My neighbor’s air conditioning whisteled, the cool breath on my neck warning me to bundle up. I reached for the thin felt blanket and began burrowing like a squirrel preparing for hibernation. I lifted my knees to my chest and cradled my head between the crevice of the head rest and the window.

 I then noticed the intruder— crusty, bandaged and blistered– bare and exposed— feet. Disgusting! They buried their way between my seat and the window, the toes and decaying finger nails wiggling at me as if they wanted to talk. I immediately jumped to the other side of my seat, but moving closer to my neighbor, my nose wrinkled and my stomach churned to the stench of curry and body odor. Trapped, I caved my back, rolling my shoulders foward and crossing my arms and legs. I hoped to shield myself from the inevitable doom but to no avail.

Never have I been more excited to step off a plane! I arrived…and I survived! A bus drove me directly to my apartment. The bus driver provided me with the keys and explained how to use them, in Italian. “Si, Si, grazie. Si, Si,” I responded with a smile; I understood nothing.

Taking the cold brass key in hand, I swung my blue bag over my shoulder and nudged my green suitcase into the doorway with my hip. I looked up, daunted. My apartment was at the top of five flights of slippery marble stairs. And, I could not go alone.

“Kerplunk. Chadunk. Kaboom,” my suitcase’s defiant screams echoed into the darkness, one stair at a time. I finally reached the top, but an iron gate barricaded what seemed to be the entry to the top floor apartment. “Attenti al cane,” I read in the bright red letters. I translated quickly “Yikes! Run Away! Turn around.”

Using my cell phone as a make-shift flashlight, I read the name labels at each door on my way back down the stairs. Which one was mine? Who lives in these apartments? I started to feel nervous. I climbed the full staircase with my luggage three or four times in the August heat, before Anna rescued me.

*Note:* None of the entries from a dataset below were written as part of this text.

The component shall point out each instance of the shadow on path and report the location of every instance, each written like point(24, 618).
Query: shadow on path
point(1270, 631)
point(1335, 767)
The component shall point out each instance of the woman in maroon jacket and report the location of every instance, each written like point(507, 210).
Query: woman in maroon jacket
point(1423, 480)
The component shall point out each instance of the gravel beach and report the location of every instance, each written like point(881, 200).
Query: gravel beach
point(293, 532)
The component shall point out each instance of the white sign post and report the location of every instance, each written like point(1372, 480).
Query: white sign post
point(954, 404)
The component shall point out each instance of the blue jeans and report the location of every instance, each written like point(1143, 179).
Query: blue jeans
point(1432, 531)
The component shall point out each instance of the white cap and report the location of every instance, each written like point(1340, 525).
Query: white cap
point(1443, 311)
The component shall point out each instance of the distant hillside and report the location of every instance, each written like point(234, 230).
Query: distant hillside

She greeted me with a big Southern hug and a welcoming smile. There was no killer dog and no scary man, just a happy and bubbly Anna. I had talked to her frequently that summer before arriving, and we decided to be roommates. 

From our previous conversations, I guessed that we would be great roommates, but meeting her in person and seeing her genuine, kind smile, I knew she would be so much more. She would become a dear and close friend, a fellow adventurer, my “little mother”…or as she might tell you a “teacher” to a naive “paragon of virtue.”

Most importantly she was the perfect friend, a fortress of strength and comfort, to help me through what would be some of the toughest but also the most beautiful times of my life. So, our first day and our adventures in Italy began with smiles and enthusiasm.